There is one catch, though, for miners setting up in the Lone Star State. They must be prepared to shut down operations in times of peak power demand, such as during extreme weather events, to ease strain on the grid. With miners able to turn operations on and off instantaneously, Texas’s grid operator Electric Reliability Council of Texas (ERCOT) sees crypto operators adding stability to the grid in times of excess demand and supply.

“We can use cryptocurrency to soak up the excess generation and really provide a home for more wind and more solar to come to our state,” Brad Jones, the former interim chief executive of ERCOT, said in March 2022 before retiring from the role in October.

Gas-flaring technology promises reduced emissions

A more surprising development involves bitcoin miners setting up on oil fields to secure cheap electricity from excess natural gas. Although at odds with the narrative of boosting renewables in the energy mix, miners insist their cooperation can help reduce emissions.

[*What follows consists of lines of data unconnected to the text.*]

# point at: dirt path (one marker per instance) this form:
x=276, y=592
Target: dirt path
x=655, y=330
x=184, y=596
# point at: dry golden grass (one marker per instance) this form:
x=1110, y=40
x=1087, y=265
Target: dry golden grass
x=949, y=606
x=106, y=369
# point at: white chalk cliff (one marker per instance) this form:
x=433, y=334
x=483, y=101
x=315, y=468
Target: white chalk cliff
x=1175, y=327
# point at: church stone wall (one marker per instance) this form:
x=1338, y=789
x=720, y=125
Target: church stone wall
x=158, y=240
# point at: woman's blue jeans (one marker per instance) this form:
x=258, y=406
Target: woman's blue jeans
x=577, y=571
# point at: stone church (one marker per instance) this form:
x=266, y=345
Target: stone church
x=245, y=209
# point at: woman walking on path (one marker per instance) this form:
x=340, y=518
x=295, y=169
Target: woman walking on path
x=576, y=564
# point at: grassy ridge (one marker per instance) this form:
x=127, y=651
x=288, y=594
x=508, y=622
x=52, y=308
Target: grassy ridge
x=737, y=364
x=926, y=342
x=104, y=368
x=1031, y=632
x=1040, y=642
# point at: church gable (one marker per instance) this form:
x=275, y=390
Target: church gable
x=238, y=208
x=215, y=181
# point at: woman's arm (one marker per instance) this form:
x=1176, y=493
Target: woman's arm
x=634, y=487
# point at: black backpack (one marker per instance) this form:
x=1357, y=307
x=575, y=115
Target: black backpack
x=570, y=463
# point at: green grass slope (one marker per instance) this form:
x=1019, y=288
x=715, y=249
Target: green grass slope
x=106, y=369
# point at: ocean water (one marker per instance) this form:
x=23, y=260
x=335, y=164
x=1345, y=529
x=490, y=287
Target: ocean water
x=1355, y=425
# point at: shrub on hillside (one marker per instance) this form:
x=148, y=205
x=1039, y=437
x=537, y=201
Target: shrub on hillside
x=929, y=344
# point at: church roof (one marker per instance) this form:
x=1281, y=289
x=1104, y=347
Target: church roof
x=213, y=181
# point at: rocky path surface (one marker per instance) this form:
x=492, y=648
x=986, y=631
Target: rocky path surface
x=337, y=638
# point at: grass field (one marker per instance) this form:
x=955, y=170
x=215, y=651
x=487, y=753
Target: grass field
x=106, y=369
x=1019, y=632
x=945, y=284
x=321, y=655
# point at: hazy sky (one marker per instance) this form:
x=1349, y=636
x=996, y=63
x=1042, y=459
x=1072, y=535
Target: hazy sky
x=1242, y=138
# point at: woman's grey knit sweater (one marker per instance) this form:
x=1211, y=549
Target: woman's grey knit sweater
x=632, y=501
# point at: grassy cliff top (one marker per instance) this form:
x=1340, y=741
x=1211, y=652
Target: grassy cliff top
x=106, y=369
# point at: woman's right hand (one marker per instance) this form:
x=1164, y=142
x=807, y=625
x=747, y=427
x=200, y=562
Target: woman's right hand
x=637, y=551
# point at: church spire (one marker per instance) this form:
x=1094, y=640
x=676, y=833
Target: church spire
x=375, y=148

The production of oil leaves raw natural gas as a byproduct, which is often unable to be fully captured or transported due to logistical reasons. Instead, producers burn the gas in a process called “flaring,” which sends carbon dioxide and methane into the atmosphere. Bitcoin miners are now swooping in to buy the gas cheaply from oil companies in Texas, Wyoming and other U.S. states and then divert it into generators to produce electricity to power their computers.

There’s a massive amount of flared gas in the U.S. The amount of flared gas in Texas could power the state of Texas.
—Matt Lohstroh, co-founder, Giga Energy

Crusoe Energy, a startup that has patented flaring technology and has worked with oil firms in North Dakota, says its gas generators can reduce methane emissions by about 99% and carbon dioxide emissions by up to 68.6%.

Texas-based startup Giga Energy, which specializes in building bitcoin mining farms powered by stranded and natural gas, is also cooperating with oil companies.

Gas flares waste energy and emit pollution. Co-located bitcoin mining operations divert that energy and put it to work. Photo courtesy of Crusoe Energy.

“There’s a massive amount of flared gas in the U.S.,” says Matt Lohstroh, the co-founder of Giga. “The amount of flared gas in Texas could power the state of Texas.”

While the startup is targeting Series A funding from investors in 2023, and its founders are bullish about its prospects, Lohstroh is mindful that the company’s operations may not have a long-term future in the United States amid the country’s push to meet net-zero pledges.

“Our largest expansion is going to be internationally,” he says.

Cutting energy use through ‘proof of stake’

Not all crypto assets guzzle electricity like bitcoin. The Ethereum network, whose native cryptocurrency ether is second only to bitcoin in market capitalization, slashed its energy use by ditching “proof of work” in favor of “proof of stake” (PoS), an alternative protocol that its developers say uses 99.9% less electricity. Ether is minted by validators who “stake” their coins as collateral and are chosen randomly to validate transactions. The mechanism does not involve the competition among high-powered computers that generating bitcoin does.

Despite PoS’s energy efficiency, critics argue the protocol is flawed and could lead to big digital asset holders’ taking control of the blockchain—an idea that is anathema to libertarian proponents of bitcoin.

For all the challenges facing the crypto-asset industry, ranging from market volatility to pressure from regulators, advocates insist it is here to stay and only one among a number of sectors under pressure to minimize its carbon footprint. “We think that the industry can work together to reduce emissions,” says CleanSpark’s Holyoak. “Crypto mining is not standing between the planet and its emissions targets.”

Lead photo: Oil immersion boosts the bitcoin mining machine’s hash rate and
extends its life span. Photo courtesy of CleanSpark.